This pain reliever and fever reducer is used in many combination medicines
With cold and flu season ramping up, you, like 7 in 10 Americans, have probably sought to ease the symptoms from an over-the-the counter (OTC) medication. A few hours later you’ve tried to relieve a headache with a couple of acetaminophen tablets.
What you may not know is that more than 600 medications—prescription and OTC—contain acetaminophen to reduce fever and tamp down mild to moderate pain for everything from headaches to toothaches, menstrual cramps to sore throats. It is also used in combination medicines, which have multiple active ingredients to treat more than one symptom. Taken correctly, the FDA says these medicines are safe and effective. But too much acetaminophen can lead to severe liver damage.
How You’re Getting Too Much Acetaminophen
Consumers looking for relief from cold and flu symptoms may be unaware that acetaminophen is used in combination with so many medications. “If you’re taking more than one medicine at a time,” says Fathia Gibril, M.D., a supervisory medical officer at the FDA, “you may be putting yourself at risk for liver damage.”
What an Acetaminophen Overdose Looks Like
Symptoms of an overdose may take several days to appear, and even then, you might mistake them for flu or cold symptoms. The maximum recommended adult dose of acetaminophen is 4,000 milligrams per day, To avoid exceeding that dose:
don’t take more than one OTC product containing acetaminophen,
don’t take a prescription and an OTC product containing acetaminophen, and
don’t exceed the recommended dose on any product containing acetaminophen.

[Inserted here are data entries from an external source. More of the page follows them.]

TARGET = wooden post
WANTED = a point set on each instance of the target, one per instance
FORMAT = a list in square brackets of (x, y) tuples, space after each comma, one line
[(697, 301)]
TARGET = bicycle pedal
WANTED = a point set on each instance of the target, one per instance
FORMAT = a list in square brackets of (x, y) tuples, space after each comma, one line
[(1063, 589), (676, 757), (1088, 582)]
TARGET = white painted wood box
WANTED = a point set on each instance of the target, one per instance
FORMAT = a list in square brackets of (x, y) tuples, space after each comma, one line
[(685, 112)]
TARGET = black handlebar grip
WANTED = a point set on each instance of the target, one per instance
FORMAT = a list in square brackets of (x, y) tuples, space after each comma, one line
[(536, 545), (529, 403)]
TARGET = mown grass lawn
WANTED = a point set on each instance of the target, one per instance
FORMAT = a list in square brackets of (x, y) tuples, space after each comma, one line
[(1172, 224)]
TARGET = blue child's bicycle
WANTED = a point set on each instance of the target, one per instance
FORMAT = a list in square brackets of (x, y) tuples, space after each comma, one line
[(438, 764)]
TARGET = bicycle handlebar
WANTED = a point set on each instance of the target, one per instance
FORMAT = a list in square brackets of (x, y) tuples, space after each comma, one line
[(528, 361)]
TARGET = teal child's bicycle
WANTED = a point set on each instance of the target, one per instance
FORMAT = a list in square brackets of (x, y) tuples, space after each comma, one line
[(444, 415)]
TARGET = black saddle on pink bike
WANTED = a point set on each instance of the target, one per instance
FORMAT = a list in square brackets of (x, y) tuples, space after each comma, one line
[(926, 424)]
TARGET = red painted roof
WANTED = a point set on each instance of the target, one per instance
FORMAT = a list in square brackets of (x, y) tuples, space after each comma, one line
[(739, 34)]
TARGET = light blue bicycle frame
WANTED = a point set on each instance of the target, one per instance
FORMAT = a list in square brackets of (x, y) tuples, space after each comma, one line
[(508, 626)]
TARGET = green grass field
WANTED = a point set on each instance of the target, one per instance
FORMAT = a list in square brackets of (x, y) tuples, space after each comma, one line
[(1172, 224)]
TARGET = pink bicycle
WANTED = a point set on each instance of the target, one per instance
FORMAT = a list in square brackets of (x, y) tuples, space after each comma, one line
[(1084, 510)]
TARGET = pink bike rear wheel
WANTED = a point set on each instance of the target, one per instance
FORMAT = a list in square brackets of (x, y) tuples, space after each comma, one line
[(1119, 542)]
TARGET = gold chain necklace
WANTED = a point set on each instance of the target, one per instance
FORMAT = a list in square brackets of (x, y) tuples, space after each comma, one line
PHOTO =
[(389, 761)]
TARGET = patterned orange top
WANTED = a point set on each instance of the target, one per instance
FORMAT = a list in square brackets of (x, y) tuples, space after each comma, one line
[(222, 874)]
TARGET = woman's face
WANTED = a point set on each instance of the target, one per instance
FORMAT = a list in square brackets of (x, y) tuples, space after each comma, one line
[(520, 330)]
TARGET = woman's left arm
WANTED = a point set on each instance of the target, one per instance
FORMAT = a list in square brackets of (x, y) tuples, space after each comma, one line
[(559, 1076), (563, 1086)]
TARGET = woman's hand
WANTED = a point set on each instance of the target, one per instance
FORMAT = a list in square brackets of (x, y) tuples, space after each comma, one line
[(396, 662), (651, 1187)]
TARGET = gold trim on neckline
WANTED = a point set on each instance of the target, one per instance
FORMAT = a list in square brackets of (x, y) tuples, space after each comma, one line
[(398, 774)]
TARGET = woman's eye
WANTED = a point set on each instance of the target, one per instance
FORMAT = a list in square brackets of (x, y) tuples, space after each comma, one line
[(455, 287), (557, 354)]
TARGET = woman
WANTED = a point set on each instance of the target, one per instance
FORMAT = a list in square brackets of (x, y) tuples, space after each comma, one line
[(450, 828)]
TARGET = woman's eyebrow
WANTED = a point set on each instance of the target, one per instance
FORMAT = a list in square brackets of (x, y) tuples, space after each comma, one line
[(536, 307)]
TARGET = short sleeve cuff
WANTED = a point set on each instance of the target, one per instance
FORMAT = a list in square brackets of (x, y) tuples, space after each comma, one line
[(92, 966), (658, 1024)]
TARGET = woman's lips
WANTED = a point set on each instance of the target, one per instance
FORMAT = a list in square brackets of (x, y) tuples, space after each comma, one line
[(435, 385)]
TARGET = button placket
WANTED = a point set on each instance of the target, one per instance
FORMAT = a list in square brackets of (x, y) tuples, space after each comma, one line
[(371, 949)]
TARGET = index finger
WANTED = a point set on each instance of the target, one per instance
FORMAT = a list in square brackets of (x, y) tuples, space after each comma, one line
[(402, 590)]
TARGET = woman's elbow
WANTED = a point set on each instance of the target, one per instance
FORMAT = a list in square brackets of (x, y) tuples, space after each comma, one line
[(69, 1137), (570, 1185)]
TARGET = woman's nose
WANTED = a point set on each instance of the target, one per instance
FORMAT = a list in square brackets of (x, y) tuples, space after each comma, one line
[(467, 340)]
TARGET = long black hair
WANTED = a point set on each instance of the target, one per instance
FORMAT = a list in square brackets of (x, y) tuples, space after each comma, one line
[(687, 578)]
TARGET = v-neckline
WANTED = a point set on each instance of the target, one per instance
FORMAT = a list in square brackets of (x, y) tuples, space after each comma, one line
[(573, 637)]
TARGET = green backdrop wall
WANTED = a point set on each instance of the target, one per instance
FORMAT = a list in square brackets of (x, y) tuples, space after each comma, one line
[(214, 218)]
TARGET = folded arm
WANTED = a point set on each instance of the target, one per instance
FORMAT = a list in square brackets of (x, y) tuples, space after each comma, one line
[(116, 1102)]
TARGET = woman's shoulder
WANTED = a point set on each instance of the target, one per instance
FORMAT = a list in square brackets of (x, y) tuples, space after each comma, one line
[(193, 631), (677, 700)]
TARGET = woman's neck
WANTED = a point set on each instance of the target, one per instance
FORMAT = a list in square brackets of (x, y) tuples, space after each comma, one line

“When you’re at the store deciding which product to buy, check the Drug Facts label of OTC cold, cough and flu products before using two or more products at the same time,” Dr. Gibril says.
Use care. It may not say “acetaminophen” on the label. Abbreviations such as APAP, Acetaminoph, Acetaminop, Acetamin or Acetam may be used instead. If you’re still not sure, talk to the pharmacist.